Richland County Sheriff Leon Lott, whose department investigated the case, said "Allen is a cold-blooded killer, and he deserves to die.

"I'm glad the Supreme Court upheld the decision."

Before starting his death spree, Allen used a homeless man, James White, 51 - who was sitting on a bench in Finlay Park in downtown Columbia - for target practice.

Allen shot him twice to learn how to use his shotgun, the high court noted.

When sentenced in 2007, Allen, of Columbia, became the first person in Richland County in 10 years to receive the death penalty. In five other death penalty trials, from 1997 to 2000, defendants received life sentences. Richland County juries are known for handing down life sentences instead of death penalties.

But Allen's case was unusual in that a judge, not a jury, imposed the sentence.

Allen had pleaded guilty before Judge G. Gordon Cooper, and Cooper then heard testimony about whether Allen should get the death penalty or life.
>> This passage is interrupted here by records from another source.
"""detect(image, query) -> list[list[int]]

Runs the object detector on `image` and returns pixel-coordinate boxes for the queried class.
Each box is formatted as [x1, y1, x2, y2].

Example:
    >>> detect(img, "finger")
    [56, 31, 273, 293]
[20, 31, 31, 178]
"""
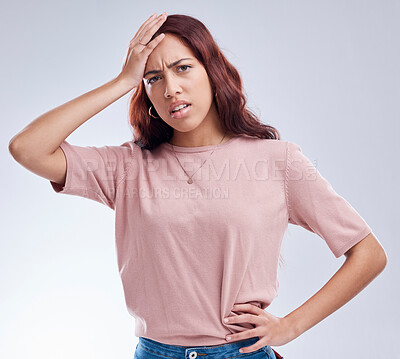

Allen's lawyers contended the killer suffered from schizophrenia during his crime spree - but prosecutors said claims of mental illness were exaggerated.

Allen's lawyers also said he had suffered a horrendous childhood, shuffled among relatives. His mother once stuffed him in a trash can.

Allen also has pleaded guilty and been sentenced to death for killing the two North Carolina men in 2002.

Allen is on Death Row in the S.C. Department of Corrections.